Based on previous literature, we repeated the analysis using a baseline correction of 200 ms prior to the offset of the stimulus to attenuate the putative effects of evoked potentials emerging during the presentation of the visual stimulus (Kononowicz & Rijn, 2014). As depicted in Fig. S2, we obtained a qualitatively similar pattern of results.

Together, these results show that post-interval potentials reflect the perceived duration of the stimuli as (i) ERPs for “short” and “long” decisions differed significantly even if the objective duration of the stimulus was the same, and (ii) some of these ERP effects were reversed for incorrect trials.

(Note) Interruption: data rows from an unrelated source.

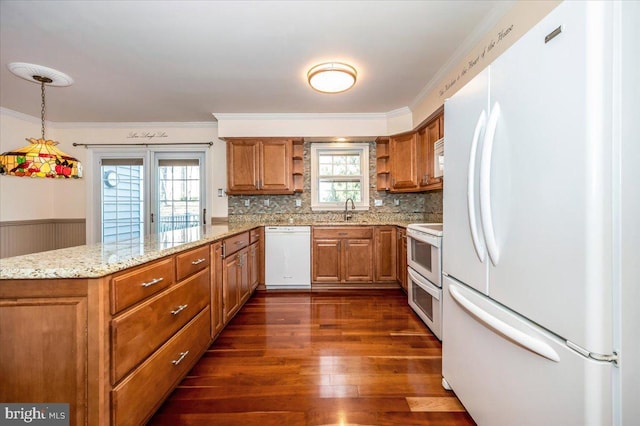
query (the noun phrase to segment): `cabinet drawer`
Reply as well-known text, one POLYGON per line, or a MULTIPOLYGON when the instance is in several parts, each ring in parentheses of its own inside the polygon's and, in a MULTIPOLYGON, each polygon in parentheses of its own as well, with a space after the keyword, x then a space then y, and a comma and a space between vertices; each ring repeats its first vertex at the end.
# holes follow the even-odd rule
POLYGON ((327 226, 313 228, 313 238, 373 238, 371 226, 327 226))
POLYGON ((253 244, 260 240, 260 229, 252 229, 249 232, 249 243, 253 244))
POLYGON ((141 425, 209 346, 209 307, 151 355, 111 393, 113 424, 141 425))
POLYGON ((249 233, 244 232, 224 240, 224 255, 229 256, 249 245, 249 233))
POLYGON ((111 313, 156 294, 173 284, 173 258, 150 263, 111 280, 111 313))
POLYGON ((208 305, 209 297, 209 270, 206 269, 113 319, 113 383, 208 305))
POLYGON ((202 271, 209 266, 209 246, 199 247, 176 256, 176 279, 178 281, 189 275, 202 271))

Post-interval responses in human and non-human primates

In order to compare post-interval potential differences between “long” and “short” temporal decisions across species, we selected a group of frontal electrodes in humans that overlaps spatially with the recording locations in the monkey (Fig. 3AE).

In humans, correct “short” decisions were associated with a more pronounced negative potential in the first 100 ms (t_cluster = 123.64; p_cluster = 0.002), a more pronounced positive potential around 200 ms (t_cluster = −166.69; p_cluster < 0.001) and a more pronounced negative potential around 1000 ms (t_cluster = 56.42; p_cluster = 0.021; Fig. 3B). A qualitatively similar pattern of results was observed when selecting trials with the same objective (but differently perceived) duration (t_cluster = 68.53; p_cluster = 0.016; t_cluster = −108.58; p_cluster = 0.003; Fig. 3C). No significant differences were identified for incorrect trials (Fig. 3D).

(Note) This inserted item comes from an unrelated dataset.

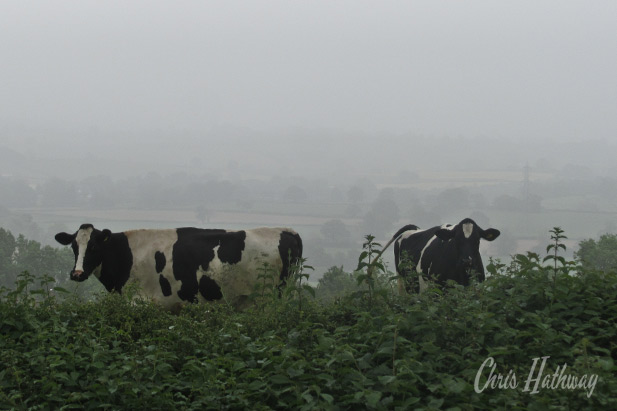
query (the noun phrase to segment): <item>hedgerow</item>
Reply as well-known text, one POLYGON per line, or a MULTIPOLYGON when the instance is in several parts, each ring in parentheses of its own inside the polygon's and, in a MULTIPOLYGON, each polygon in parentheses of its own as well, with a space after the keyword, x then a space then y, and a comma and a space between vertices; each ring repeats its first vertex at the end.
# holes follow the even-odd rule
POLYGON ((0 408, 615 409, 617 274, 546 261, 517 255, 483 283, 402 297, 382 269, 332 302, 292 281, 243 311, 179 314, 131 290, 45 292, 24 273, 0 298, 0 408), (565 364, 597 376, 593 392, 525 390, 546 356, 544 376, 565 364), (489 357, 515 388, 479 373, 489 357))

Similarly, correct “short” decisions in the monkey were associated with a more pronounced negative potential in the first 100 ms (t_cluster =13475; p_cluster < 0.0001), a more pronounced positive potential around 200 ms (t_cluster = −71.18; p_cluster = 0.004) and a more pronounced negative potential around 300 ms (t_cluster = 120.28; p_cluster = 0.004; Fig. 3F). A qualitatively similar pattern of results was observed when selecting trials with the same objective (but differently perceived) duration (t_cluster = 1147; p_cluster < 0.001; Fig. 3G). Moreover, this pattern of results was significantly reversed for incorrect trials (t_cluster = −71.96; p_cluster < 0.001; t_cluster = −333.35; p_cluster < 0.001; Fig. 3H). In addition, relative firing rate in the monkey was more pronounced for correct “short” decisions around 300 ms for all trials (t_cluster = −197.68; p_cluster = 0.002; Fig. 3I) as well as for trials matched for duration (t_cluster = −139.48; p_cluster = 0.004; Fig. 3J), and this pattern of results was reversed for incorrect trials (t_cluster = 252.63; p_cluster < 0.001; Fig. 3K).

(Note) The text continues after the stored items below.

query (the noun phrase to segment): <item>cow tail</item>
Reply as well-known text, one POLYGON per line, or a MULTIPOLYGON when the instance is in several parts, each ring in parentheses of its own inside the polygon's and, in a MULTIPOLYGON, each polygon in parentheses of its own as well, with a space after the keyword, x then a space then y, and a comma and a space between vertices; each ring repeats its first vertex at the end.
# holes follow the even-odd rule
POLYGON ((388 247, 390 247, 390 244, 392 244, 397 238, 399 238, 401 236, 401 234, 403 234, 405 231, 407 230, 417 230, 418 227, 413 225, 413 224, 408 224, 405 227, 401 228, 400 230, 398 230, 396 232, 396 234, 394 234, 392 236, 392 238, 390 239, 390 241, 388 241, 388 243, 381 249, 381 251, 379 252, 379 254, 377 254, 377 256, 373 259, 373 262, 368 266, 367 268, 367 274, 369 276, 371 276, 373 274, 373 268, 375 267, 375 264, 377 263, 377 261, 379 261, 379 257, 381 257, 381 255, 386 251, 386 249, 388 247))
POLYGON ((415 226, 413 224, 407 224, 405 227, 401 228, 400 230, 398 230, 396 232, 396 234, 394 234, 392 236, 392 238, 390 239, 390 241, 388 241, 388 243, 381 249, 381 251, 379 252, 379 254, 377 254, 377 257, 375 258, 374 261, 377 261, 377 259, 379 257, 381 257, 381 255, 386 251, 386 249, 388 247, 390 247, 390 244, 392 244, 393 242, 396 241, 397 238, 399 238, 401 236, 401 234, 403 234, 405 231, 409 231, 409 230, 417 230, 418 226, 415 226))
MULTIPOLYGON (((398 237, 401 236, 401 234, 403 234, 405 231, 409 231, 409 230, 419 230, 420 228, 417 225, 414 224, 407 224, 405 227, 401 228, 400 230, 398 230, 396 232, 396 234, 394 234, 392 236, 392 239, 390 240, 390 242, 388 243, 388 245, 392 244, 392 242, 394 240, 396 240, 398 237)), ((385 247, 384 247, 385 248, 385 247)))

Note that a qualitatively similar pattern of results was obtained when using a baseline correction of 200 ms prior to the offset of the stimulus (see Fig. S3).

In order to quantify the qualitative similarities between the monkey and human ERPs, we performed a cross-correlation analysis. Specifically, we computed the Pearson correlation coefficient between the average human and monkey ERPs across conditions for different time lags. This analysis revealed that human and monkey ERPs were maximally correlated for a lag of 31 samples (maximal r-value = 0.83; see Fig. 4AB). For this lag, the majority of the electrodes showed significant correlations after correction for multiple comparisons (p_fdr < 0.001). Correlations were positive for frontocentral electrodes and negative for occipital electrodes (Fig. 4A).

Together, these results show that: (i) post-interval potentials in monkey pre-SMA and human frontocentral EEG are similar and reflect perceived time durations, and (ii) some of these differences are also mirrored in firing rates modulations in the monkey.